You can’t blame Canadian manufacturers for falling in love with the latest trends affecting their truck transportation costs.

After two years of manufacturers being tormented by supply chain disruptions and high trucking rates, we are now tilting back towards a shipper’s market. Inventory levels are higher and motor carriers are caught with extra truck capacity. That is placing downward pressure on rates.

Ken Adamo, DAT chief of analytics, told Supply Chain Drive that the decline of in trucking rates by the end of 2022 was between 25% and 30% in the U.S. Major motor carriers are telling investors they don’t expect market conditions to improve for them until at least the second half of 2023. C.H. Robinson, a third party logistics giant, is forecasting rates to be down 16% this year compared to 2022, with the market bottoming out by May.

This side of the border, the latest results published by the Canadian General Freight Index (CGFI) show the total cost of ground transportation for Canadian shippers decreased by 0.46% in November, as compared with October. The Base Rate Index, which excludes the impact of accessorial charges assessed by motor carriers such as the fuel surcharge, decreased by 0.43%. 

“Overall, year over year total freight costs (domestic and cross border) continue to be well below last year’s level,” says Doug Payne, president and COO of Nulogx, whose customer database is used for the freight index.

While the CGFI reflects contract rates, Loadlink’s own index examines Canadian spot market trucking activity. The data pulled from this index is particularly instructive as to what is placing downward pressure on trucking rates right now.

January load volumes for both intra-Canada shipments and loads coming in to Canada from the U.S. are up substantially from the previous month. Intra-Canada load volumes are up 11% month over month and inbound loads from the U.S. are up a whopping 52% month to month. Normally that would be placing significant upward pressure on rates. However, as impressive as those shipment volume gains may be, they actually represent a drop in activity when compared year over year. Intra-Canada loads are down 16% year over year while inbound loads from the U.S. are down 27% year over year. Outbound loads to the U.S. – the stat reflecting Canadian exports – shows a drop in shipment activity both month over month (-2%) and year over year (-34%). In combination, while January trucking load volumes were up 22% month over month, they were down 26% year over year.

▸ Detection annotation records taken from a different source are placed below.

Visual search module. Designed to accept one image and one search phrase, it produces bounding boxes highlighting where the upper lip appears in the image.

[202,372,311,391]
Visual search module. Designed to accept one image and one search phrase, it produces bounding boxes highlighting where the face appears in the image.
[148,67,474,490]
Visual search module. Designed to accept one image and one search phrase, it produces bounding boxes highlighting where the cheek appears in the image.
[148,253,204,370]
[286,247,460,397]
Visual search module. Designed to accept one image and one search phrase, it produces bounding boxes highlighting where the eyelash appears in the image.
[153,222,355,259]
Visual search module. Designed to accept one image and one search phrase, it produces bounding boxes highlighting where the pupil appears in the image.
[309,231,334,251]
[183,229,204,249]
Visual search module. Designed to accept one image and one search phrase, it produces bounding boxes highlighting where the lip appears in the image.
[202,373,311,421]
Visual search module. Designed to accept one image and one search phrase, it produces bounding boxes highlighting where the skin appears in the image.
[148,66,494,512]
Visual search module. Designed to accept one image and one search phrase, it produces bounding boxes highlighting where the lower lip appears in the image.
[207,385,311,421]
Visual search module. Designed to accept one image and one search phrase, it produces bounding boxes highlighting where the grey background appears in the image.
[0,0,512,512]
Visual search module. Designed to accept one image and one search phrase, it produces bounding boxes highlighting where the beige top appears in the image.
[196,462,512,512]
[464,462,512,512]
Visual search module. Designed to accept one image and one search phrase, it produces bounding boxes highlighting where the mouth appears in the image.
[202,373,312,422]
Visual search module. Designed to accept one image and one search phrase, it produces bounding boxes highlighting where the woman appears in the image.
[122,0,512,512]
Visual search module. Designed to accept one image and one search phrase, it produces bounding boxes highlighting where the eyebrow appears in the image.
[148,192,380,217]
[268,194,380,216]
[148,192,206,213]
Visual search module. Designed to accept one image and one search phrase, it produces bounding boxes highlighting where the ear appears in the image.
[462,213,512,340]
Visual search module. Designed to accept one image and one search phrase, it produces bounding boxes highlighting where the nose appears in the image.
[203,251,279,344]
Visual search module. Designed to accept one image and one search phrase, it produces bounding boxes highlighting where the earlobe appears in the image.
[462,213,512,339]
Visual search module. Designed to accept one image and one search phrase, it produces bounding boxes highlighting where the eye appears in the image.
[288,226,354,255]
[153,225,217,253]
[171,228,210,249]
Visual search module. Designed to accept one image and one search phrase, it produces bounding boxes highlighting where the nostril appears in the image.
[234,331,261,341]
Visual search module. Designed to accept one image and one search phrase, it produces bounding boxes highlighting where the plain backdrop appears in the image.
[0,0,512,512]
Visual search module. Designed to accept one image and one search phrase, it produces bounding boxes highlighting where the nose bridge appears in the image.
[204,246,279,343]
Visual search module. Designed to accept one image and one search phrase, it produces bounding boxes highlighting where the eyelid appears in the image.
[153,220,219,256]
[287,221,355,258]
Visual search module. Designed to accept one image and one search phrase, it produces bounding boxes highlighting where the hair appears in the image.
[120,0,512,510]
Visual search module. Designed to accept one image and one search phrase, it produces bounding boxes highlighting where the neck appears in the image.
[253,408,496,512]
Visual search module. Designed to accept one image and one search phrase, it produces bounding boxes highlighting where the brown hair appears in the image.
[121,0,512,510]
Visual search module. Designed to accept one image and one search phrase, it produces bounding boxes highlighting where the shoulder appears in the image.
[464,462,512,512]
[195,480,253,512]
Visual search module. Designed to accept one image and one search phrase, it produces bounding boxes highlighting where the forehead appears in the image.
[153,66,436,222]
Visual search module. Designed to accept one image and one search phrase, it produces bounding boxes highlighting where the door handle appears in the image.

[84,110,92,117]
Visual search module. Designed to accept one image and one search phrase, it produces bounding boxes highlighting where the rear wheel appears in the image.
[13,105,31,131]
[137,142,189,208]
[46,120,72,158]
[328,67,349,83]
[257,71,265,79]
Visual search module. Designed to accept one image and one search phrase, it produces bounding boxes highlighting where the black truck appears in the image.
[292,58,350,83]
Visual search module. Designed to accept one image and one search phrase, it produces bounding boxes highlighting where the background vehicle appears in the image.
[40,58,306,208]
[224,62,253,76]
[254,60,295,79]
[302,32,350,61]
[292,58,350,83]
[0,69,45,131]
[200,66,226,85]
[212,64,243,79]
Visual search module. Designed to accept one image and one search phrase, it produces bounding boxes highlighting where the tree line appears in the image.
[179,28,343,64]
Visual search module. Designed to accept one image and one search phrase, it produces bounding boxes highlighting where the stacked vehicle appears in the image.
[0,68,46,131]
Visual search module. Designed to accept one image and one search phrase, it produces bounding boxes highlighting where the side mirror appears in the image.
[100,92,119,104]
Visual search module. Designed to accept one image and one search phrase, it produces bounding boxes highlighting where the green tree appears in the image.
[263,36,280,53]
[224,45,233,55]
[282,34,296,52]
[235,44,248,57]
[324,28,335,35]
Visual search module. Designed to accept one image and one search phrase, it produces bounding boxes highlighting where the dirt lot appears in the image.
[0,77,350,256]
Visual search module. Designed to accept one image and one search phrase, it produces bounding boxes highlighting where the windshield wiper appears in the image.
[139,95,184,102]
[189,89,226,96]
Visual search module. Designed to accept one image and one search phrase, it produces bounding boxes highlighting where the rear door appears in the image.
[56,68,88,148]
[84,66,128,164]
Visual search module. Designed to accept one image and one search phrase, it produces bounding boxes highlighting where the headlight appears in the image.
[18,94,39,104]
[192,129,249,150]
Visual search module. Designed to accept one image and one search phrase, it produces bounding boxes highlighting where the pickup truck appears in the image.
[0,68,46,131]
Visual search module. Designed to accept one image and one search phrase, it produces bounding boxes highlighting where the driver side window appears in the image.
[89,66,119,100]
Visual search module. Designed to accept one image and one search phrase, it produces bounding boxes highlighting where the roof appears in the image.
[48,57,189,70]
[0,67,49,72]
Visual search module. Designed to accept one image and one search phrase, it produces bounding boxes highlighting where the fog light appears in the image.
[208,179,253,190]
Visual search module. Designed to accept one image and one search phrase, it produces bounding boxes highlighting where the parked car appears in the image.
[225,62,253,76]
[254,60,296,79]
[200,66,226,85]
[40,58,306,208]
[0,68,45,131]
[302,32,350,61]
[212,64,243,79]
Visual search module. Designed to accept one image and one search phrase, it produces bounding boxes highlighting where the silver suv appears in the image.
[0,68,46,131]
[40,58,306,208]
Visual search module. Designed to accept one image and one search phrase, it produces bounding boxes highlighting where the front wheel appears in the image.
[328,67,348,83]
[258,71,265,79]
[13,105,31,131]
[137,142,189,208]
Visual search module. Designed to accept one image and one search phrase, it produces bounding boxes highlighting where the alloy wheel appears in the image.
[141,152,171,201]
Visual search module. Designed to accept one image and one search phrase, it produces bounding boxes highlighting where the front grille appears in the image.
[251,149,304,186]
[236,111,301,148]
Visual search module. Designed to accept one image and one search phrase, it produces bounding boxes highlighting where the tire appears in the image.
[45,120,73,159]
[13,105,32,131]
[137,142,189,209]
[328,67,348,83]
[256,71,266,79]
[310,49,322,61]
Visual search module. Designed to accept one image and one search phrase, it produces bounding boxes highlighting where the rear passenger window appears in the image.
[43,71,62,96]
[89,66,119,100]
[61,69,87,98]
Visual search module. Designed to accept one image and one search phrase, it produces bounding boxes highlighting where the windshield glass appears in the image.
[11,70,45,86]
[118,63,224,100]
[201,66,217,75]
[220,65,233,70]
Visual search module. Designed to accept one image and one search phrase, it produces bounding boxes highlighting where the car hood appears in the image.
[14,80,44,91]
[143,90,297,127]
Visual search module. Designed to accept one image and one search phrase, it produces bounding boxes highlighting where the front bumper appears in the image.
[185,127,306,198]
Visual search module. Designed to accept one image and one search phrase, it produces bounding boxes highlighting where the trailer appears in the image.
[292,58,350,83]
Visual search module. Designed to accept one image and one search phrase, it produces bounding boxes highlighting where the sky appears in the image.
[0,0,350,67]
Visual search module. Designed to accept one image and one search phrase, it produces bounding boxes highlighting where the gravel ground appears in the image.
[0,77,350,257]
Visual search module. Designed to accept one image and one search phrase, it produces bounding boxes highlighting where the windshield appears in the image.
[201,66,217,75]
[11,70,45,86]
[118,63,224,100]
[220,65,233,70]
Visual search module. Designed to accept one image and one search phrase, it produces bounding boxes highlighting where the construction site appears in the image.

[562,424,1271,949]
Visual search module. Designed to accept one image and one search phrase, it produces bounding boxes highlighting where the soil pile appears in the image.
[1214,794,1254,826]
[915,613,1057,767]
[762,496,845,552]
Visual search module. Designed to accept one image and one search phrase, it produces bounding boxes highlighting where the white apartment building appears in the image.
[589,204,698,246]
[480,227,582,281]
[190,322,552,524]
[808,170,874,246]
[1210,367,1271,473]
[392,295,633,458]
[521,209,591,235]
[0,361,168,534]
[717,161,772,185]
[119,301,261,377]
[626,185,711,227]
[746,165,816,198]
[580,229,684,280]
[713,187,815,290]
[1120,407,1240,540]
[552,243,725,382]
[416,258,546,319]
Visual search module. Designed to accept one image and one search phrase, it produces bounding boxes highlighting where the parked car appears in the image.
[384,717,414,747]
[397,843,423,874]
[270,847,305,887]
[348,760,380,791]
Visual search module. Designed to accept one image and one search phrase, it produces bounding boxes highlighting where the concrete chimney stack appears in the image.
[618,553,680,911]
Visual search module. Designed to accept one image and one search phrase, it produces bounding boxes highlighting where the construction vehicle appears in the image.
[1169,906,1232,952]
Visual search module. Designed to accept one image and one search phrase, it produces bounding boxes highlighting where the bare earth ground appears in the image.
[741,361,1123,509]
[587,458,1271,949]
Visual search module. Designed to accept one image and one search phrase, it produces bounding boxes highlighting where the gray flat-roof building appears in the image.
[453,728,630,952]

Record trucking load volumes in the first quarter of 2022 are casting a deep shadow over load volumes to start 2023.

What’s particularly problematic for motor carriers (and giving Canadian shippers the upper hand when it comes to trucking rates), particularly for cross border loads, is that while load volumes are down year over year, truck equipment postings are up. Truck equipment postings are up 37% year over year for outbound crossborder activity and up 51% year over year for inbound cross border activity. Truck equipment supply increasing at a time when load volumes aren’t capable of keeping up with last year’s record load increases is placing downward pressure on rates.

January’s truck to load ratio, which measures how many trucks are available for each load posted, was a decent 1.76 in January. Yet that represented an 89% increase from the extremely low ratio of 0.93 seen in January 2022.